The subsequent external causes which have led to an increase in Jewish immigration into Palestine to an extent which has caused alarm among the Arabs, are, in the author’s opinion, no justification for “the persecution of one people in an attempt to relieve the persecution of another.” This policy he stigmatizes as “morally outrageous,” and he points out that “no room can be made in Palestine for a second nation except by dislodging or exterminating the nation in possession.”

TURKISH PRESSURE

The earlier part of this book provides the Arabs with the best and most clear and dispassionately reasoned statement of their case against the French, the British and the Zionists which has as yet appeared in English. Mr. Antonius describes the growth of the Arab movement in the days of the Turks, who, almost while it was in the press, have again appeared in the north as intruders into an, at least partially, Arab area which was for twenty years included in Arab Syria. He tells of the harsh measures used by the Turks to suppress Arab nationalism and of the remarkable success which so long attended Sultan Abdul Hamid’s policy of exalting his office of Caliph and thereby drowning, as it were, Arab racial consciousness in the Pan-Islam which was to extend his spiritual authority beyond the frontiers of his temporal power. How successful that policy was is shown by the eagerness with which pious Moslems from all over the Dar-ul-Islam provided him with the money for building the strategic railway planned ostensibly to facilitate the journeys of pilgrims to Medina on their way to Mecca but actually of Turkish troops into Arab provinces. It was also shown by the fact that, even after his deposition, Indian Moslems looked upon the Arab revolt as an irreligious rebellion against the Caliphate and a disloyal blow at the unity of “the Moslem Nation.”

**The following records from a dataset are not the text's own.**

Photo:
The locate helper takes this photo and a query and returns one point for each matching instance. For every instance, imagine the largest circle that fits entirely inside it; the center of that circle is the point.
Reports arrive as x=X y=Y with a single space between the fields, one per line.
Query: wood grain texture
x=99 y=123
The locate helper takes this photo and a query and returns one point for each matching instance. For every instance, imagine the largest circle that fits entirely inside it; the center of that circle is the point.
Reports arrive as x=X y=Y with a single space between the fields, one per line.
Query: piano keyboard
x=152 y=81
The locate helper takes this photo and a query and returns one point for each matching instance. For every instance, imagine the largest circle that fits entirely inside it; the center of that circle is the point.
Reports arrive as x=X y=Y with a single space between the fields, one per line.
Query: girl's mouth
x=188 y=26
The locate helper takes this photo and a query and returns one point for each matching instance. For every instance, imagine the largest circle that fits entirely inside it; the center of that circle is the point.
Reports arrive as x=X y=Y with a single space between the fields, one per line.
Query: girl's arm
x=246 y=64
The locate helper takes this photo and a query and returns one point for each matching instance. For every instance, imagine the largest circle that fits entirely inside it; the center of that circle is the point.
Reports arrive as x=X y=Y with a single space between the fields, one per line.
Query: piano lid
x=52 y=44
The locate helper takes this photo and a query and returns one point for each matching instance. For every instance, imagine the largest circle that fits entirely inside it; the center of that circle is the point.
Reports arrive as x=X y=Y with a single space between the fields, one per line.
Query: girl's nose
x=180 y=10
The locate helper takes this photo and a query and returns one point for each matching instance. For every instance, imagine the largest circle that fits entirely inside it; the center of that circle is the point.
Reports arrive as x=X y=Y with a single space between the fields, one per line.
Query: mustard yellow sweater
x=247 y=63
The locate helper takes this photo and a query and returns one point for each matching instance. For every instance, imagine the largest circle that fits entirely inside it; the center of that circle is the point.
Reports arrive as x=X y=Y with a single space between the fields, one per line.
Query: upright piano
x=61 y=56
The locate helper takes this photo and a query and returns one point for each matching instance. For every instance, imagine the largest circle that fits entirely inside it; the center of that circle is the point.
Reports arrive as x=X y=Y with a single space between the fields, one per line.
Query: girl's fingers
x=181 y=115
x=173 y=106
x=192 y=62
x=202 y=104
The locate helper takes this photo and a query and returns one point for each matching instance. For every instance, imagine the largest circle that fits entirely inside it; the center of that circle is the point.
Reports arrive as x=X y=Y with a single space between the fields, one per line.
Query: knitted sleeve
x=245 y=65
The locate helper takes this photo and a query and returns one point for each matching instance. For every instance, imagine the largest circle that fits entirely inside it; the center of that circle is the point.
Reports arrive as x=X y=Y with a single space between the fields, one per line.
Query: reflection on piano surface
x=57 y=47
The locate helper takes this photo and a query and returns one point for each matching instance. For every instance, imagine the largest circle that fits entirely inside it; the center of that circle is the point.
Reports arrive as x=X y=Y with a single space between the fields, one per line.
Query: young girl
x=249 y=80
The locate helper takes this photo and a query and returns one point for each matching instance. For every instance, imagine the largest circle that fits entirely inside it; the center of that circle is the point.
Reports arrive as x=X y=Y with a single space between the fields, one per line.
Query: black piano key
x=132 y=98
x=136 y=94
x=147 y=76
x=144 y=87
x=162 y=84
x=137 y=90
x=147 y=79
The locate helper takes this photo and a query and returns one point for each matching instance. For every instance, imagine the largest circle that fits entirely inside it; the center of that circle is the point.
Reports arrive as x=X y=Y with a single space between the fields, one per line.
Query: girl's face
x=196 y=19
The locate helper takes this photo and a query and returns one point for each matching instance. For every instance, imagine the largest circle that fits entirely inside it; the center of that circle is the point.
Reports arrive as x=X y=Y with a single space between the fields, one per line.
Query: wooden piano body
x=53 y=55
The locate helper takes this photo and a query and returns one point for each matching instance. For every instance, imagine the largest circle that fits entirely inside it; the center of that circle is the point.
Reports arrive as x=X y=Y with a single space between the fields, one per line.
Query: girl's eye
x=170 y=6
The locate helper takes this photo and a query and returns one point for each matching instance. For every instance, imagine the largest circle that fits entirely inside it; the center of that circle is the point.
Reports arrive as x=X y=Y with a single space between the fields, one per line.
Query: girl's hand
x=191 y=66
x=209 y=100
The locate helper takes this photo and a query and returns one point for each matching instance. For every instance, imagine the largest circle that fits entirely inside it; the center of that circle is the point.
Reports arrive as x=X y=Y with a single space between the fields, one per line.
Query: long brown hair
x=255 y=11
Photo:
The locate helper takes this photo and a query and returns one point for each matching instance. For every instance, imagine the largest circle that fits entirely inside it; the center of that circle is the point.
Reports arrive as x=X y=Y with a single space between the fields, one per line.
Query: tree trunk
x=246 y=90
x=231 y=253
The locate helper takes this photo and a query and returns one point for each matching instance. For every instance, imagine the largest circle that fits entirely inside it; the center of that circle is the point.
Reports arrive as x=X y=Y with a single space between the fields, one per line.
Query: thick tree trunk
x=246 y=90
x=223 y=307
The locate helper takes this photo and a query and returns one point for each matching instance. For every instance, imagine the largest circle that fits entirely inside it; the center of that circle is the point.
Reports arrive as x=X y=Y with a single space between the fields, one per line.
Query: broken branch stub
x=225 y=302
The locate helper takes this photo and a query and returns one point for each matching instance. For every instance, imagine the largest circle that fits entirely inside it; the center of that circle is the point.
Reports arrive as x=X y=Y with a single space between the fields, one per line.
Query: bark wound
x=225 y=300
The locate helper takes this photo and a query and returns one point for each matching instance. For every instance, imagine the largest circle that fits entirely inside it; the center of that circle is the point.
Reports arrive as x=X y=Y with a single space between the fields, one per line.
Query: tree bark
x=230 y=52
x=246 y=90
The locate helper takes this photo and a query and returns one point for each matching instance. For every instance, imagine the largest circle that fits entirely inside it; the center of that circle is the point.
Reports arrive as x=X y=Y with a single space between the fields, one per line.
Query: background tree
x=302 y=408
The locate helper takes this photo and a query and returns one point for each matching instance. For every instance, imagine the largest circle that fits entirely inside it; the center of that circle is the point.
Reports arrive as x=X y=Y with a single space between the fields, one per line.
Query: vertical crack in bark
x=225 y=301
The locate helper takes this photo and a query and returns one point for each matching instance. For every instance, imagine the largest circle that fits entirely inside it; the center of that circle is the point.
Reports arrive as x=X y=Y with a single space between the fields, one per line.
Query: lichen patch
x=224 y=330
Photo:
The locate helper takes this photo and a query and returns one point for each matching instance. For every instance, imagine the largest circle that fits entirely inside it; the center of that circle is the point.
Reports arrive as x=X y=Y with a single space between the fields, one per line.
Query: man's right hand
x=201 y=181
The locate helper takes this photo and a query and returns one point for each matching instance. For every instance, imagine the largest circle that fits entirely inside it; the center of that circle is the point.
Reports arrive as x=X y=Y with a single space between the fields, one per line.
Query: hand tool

The relaxation of Turkish pressure upon the Arabs which followed the overthrow of the “Red Sultan” and the seizure of power by the Young Turks who, like the Arab Nationalists themselves, had been hunted conspirators, was short-lived. The new masters of the Empire started on their policy of Ottomanization, which soon made the Arabs look back with regret upon the days of Abdul Hamid; and the later appearance of the doctrines of Yeni Turan, which exalted the Turks and made the Arabs feel that they were regarded as an inferior race, only made things worse. Mr. Antonius, after having paid special attention to the value to the Allied cause of the military support of the Arabs of the Revolt, draws a gloomy picture of the treatment of the Arabs by the French in Syria and the British in Palestine, and comments bitterly on the Sykes-Picot Agreement, which gave free rein to imperialist ambitions and so completely ignored the aspirations and rights of his own people.